Ein weiterer Aspekt im Zusammenhang, den die existierende Wirtschaftstheorie und Praxis nicht ausreichend differenziert, ist der von Zyklen und Entwicklungsebenen. Produktzyklen wie der von Idee-Konzeption-Prototyp-Produktion-Marktdurchdringung-Marktsättigung-Rückgang-Ende zeigen zwar auch eine Entwicklung, doch die ist horizontal zyklisch, und kann wiederum auf jeder der vertikalen Entwicklungsebene auftreten. Praktisch alle Produkte auf jeder der Entwicklungsebene können diesen oder einen anderen Zyklus durchlaufen. 

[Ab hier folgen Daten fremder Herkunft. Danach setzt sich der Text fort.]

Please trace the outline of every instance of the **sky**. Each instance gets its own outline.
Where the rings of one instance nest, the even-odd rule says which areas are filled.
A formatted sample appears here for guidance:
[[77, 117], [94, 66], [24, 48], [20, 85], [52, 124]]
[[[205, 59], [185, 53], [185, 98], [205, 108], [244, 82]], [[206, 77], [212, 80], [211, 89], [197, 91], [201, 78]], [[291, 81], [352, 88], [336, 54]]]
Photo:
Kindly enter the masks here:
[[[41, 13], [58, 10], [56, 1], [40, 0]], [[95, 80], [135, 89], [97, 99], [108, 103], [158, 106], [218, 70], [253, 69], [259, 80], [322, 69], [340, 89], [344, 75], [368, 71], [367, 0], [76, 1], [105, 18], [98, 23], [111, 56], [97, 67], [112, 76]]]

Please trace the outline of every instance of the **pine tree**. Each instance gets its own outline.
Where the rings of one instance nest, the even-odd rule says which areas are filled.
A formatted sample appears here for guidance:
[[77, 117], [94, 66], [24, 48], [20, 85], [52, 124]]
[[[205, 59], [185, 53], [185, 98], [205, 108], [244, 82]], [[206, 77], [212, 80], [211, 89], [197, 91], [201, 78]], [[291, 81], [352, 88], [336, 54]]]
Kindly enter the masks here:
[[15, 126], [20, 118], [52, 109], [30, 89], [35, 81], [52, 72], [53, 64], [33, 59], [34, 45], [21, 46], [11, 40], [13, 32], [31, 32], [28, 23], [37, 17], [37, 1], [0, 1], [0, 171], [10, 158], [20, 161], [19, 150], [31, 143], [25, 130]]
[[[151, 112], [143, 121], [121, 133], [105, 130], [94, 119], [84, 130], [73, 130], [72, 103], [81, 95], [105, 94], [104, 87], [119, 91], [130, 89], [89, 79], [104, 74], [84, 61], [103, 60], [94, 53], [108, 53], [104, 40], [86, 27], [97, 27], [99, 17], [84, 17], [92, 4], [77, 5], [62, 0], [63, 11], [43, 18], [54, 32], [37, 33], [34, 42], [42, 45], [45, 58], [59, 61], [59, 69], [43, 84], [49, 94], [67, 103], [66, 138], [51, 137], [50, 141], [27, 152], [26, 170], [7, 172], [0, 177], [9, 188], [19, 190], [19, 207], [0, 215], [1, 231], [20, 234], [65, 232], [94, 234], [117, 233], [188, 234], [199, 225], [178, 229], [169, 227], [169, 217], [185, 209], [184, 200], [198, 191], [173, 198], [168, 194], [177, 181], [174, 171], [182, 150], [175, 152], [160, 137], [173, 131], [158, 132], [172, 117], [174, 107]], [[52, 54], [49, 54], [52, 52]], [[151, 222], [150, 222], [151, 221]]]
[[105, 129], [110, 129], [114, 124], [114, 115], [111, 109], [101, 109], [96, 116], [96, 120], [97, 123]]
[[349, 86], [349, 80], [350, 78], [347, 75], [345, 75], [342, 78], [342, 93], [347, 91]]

[16] A. d. Ü.: Gerhard Emmanuel Lenski * 13. August 1924 ist ein US-amerikanischer Soziologe, der durch seine Beiträge zur Soziologie der Religion, zur sozialen Ungleichheit und seine ökologisch-evolutionäre Sozialtheorie (die mit der kulturellen Evolution verwandt ist) bekannt wurde.

[17] Die Differenzierungen von „Ebenen und Linien“ und „Zuständen und Stufen“ und „talk und walk“ lässt hier noch sehr viel feinere Unterscheidungen zu, auf die jedoch hier nicht eingegangen werden kann. Vereinfachend wird von einem Bewusstseinsschwerpunkt ausgegangen, von dem aus ein Mensch analysiert, argumentiert und handelt. Siehe dazu auch OJ 5, Integrale Politik.  

[18] „Bauern brauchen eine fairen Preis, 40 Cent pro Liter Milch“ steht auf einem Plakat des Bundesverbandes Deutscher Milchviehhalter, eine klassische Preisgarantieforderung. Auf einem anderen Plakat heißt es: „Aus der Finanzkrise lernen – der Markt braucht Regeln“, und gemeint sind damit garantierte Erzeugerpreise. Die Plakate sind ein gutes Beispiel für die Artikulation fundamentalistischer (wirtschafts-)politischer Positionen. Da Plakataktionen im allgemeinen öffentlichkeitswirksam inszeniert werden, und auch von den Medien dankbar aufgenommen werden, nehmen sie in der öffentlichen Wahrnehmung einen sehr viel breiteren Raum ein als Bemühungen um ausgewogenere und anspruchsvollere Lösungen, was die Verbreitung und Aufnahme integraler Konzepte in der Öffentlichkeit erschwert. Oder, mit den Worten Wilbers: „Es gibt Dinge, die sind zu komplex, um sie auf einem Autoaufkleber unterzubringen.“     

[19] In einer einfachen Zusammenfassung dessen, was in Betrachtung der innerlichen Quadranten (OL, UL) wichtig ist, spricht Wilber von den „3 S: states, stages und shadow“. Das sind a) Zustände des Bewusstseins, also das, was wir phänomenologisch von Augenblick zu Augenblick erleben (Freude, Trauer, Glück, Zufriedenheit ...), b) die (Entwicklungs-)Strukturen des Bewusstseins, die uns unsere Interpretationshintergründe liefern (am Beispiel der erwähnten LOHAS: Ein LOHA wird „seine“ Welt entsprechend seiner Wertevorstellungen interpretieren und sich auch entsprechend verhalten, weshalb sein oder ihr Verhalten (wie das eines jeden Menschen) durch die Kenntnis der Entwicklungsstufe und Psychodynamik dieses Menschen zu einem gewissen Grad vorhersehbar ist, und c) der Schatten, unsere verdrängten Persönlichkeitsaspekte.